Feb. 9, 2012 at 1:34 PM ET
Never mind whether you can get super high-speed 4G wireless service for Internet access; what about the current 3G standard that most of us rely on? A new map released by the Federal Communications Commission shows the nation's data dead zones for wireless coverage, and there are lots of them, enough to trip many of us up when we're on a road trip across the country.
"These areas are U.S. Census blocks that lack 3G or better mobile coverage at the centroid of the block" as of October 2011, says the FCC. The map shows areas that have been "preliminarily identified as potentially eligible" for federal funding to beef up mobile broadband coverage.
The FCC says 18 million Americans "still have no high-speed Internet, and millions live, work and travel in areas without mobile broadband coverage."
The commission's Wireless and Wireline Bureaus will hold a "Mobility Fund" auction in September to see if there are providers that can come in and start eradicating some of those dead zones.
On Monday, the Wireline Bureau released a "Public Notice to move forward the process of allocating an additional $300 million this year for extending new fixed broadband service to rural homes and businesses," the FCC said on its blog.
"These are examples of how we are pinpointing areas that lack broadband to make smart use of subsidies — zeroing in on the rural communities that have been left behind, while ensuring continued availability of robust broadband in areas that already have it."
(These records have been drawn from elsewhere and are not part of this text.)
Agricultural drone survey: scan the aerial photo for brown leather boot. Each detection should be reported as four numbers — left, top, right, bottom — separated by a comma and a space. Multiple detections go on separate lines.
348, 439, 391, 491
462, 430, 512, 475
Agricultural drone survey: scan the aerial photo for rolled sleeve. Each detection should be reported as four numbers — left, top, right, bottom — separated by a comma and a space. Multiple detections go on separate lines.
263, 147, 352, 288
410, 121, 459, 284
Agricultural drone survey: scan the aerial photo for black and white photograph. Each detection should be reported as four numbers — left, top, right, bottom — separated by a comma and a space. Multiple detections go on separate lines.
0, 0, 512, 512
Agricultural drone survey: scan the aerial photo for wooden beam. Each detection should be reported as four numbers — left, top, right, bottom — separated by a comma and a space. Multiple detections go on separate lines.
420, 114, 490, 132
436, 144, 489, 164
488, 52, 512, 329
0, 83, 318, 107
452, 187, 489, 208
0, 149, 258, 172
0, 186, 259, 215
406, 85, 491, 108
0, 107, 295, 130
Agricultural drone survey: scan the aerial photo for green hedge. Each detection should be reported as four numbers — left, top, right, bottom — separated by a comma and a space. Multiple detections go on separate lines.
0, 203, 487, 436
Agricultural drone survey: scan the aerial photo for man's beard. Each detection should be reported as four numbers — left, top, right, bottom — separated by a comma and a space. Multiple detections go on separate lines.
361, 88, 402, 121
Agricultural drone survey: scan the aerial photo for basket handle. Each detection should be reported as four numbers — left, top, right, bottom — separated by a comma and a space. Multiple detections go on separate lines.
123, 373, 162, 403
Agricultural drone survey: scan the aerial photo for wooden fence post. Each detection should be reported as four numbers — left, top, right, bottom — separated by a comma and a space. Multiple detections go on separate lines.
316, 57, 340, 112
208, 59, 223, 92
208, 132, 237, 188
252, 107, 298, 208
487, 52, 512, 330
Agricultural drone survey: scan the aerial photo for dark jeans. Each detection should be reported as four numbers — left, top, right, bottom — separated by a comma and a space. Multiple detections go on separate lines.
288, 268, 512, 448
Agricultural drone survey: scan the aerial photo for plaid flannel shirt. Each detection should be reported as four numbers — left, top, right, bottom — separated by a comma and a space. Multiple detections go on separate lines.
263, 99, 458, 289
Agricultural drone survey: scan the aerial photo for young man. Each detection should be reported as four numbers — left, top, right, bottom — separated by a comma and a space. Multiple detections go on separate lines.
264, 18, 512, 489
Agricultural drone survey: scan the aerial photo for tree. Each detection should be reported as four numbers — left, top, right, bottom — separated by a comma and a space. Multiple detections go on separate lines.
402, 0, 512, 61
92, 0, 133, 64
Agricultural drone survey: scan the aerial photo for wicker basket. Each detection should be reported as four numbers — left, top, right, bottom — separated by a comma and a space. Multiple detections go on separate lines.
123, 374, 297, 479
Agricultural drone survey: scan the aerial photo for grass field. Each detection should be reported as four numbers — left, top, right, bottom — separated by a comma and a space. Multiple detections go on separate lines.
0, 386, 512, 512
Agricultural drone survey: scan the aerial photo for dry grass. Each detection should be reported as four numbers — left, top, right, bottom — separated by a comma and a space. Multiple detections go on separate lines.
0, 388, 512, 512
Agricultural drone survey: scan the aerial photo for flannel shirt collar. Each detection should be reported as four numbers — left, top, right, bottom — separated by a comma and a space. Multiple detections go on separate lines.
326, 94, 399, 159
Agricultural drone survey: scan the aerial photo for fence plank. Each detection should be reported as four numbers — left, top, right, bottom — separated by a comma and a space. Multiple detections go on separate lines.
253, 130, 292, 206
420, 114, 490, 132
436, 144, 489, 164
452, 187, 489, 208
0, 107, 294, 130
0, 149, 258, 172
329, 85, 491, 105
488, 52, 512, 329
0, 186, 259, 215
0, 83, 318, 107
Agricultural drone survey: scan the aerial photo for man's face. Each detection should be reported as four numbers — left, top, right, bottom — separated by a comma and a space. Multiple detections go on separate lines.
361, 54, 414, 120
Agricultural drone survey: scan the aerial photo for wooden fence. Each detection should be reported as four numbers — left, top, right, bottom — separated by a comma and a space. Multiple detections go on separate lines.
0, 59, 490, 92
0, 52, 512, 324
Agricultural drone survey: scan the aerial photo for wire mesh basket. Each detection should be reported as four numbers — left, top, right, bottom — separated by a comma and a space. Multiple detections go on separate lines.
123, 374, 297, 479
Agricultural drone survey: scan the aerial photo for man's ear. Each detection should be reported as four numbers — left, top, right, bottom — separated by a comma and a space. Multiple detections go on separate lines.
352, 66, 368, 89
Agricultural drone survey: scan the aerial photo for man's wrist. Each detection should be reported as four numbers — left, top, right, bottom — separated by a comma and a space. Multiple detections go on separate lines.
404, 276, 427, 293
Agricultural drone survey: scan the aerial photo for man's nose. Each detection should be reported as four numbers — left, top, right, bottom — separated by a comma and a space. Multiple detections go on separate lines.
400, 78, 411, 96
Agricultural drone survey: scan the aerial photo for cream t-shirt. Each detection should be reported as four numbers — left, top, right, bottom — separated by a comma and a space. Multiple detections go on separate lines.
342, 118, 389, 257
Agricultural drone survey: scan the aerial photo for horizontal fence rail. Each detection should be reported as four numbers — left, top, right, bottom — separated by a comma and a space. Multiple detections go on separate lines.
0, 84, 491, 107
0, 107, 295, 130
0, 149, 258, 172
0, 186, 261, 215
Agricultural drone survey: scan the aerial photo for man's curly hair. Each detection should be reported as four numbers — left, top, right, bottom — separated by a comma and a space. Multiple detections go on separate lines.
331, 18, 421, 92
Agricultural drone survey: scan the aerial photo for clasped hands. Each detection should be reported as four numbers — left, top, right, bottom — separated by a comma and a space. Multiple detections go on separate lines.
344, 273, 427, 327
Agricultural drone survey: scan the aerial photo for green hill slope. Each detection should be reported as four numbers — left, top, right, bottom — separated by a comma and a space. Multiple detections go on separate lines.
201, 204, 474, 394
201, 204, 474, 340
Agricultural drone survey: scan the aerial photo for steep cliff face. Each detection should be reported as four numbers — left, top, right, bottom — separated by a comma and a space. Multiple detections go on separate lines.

The effort is part of the "Connect America Fund," which will shift federal money spent annually to subsidize rural telephone service over to providing broadband in rural and what are considered costly-to-serve areas.
"We are taking a system designed for the Alexander Graham Bell era of rotary telephones and modernizing it for the era of Steve Jobs and the Internet future he imagined," FCC Chairman Julius Genachowski said last fall.